Meta’s stock price has been reduced by 50% because of the forces mentioned. At a much lower price, this social media giant is attracting value-conscious investors who are wondering if Meta Platforms stock is a good buy.
The image was provided by the same source.
Meta Platforms holds a significant share of the global ad market.
Meta has increased revenue at a compound annual rate of 41.3% over the last decade. The company’s suite of social media products has grown to have over 2 billion daily active users. The sites are free to use, but there are plenty of free services for consumers to choose from. Meta’s operating income grew from $538 million in 2012 to $46.7 billion in 2021.
The data is from YCharts.
It’s massive scale shouldn’t be taken for granted because users join for free. It’s large is what attracts advertisers who want to influence the billion that visit the apps every day. Worldwide, marketers spent $763 billion in 2021, an increase of 24.5% from the prior year. Meta’s revenue was $118 billion, which is about 15%. marketers are increasing their spending on digital channels Since people spend more time on their phones, connected TVs, and laptops, marketers are shifting their spending to where consumers are.
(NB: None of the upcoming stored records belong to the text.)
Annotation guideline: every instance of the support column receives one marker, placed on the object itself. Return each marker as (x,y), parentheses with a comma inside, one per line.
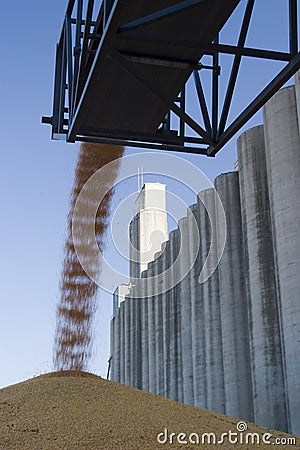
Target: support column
(265,342)
(233,303)
(211,310)
(283,169)
(197,310)
(185,306)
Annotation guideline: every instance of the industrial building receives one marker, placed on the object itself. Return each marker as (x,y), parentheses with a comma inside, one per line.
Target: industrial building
(232,343)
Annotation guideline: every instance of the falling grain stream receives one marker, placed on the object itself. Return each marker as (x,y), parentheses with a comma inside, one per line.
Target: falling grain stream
(77,304)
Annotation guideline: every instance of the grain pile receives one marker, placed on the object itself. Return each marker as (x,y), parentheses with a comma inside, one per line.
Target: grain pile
(73,336)
(79,411)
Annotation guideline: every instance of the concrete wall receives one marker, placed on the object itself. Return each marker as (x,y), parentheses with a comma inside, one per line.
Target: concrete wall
(265,339)
(229,344)
(283,170)
(233,304)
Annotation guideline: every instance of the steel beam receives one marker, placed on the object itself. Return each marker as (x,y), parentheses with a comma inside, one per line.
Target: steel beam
(150,18)
(257,103)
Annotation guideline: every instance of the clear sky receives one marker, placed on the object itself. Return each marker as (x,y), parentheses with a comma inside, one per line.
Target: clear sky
(37,175)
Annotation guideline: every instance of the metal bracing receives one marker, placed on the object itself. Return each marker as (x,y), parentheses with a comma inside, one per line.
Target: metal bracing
(92,40)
It makes sense to measure return on investment when you invest in digital advertising. Meta’s platforms allow marketers to retrieve data such as how many people clicked on their ads. That can be hard to see from a billboard, radio, or newspaper.
Meta’s stock price is falling because of factors.
The government’s response to the coronaviruses has led to an ugly bout of inflation. The Federal Reserve is trying to get it under control. Growth stocks like Meta Platforms tend to experience inverse relationship with asset prices because of their correlation with interest rates. Cash flows in later years give more of the value of the stock, which is subject to a bigger discount when interest rates rise
Apple changed its privacy policy last fall, making it more difficult for Meta to track user activity on mobile devices. Meta’s advertising partners are less targeted to the users advertisers want. There is a potential $10 billion drop in annual ad revenue that is tied to the privacy change if Meta can’t find a solution.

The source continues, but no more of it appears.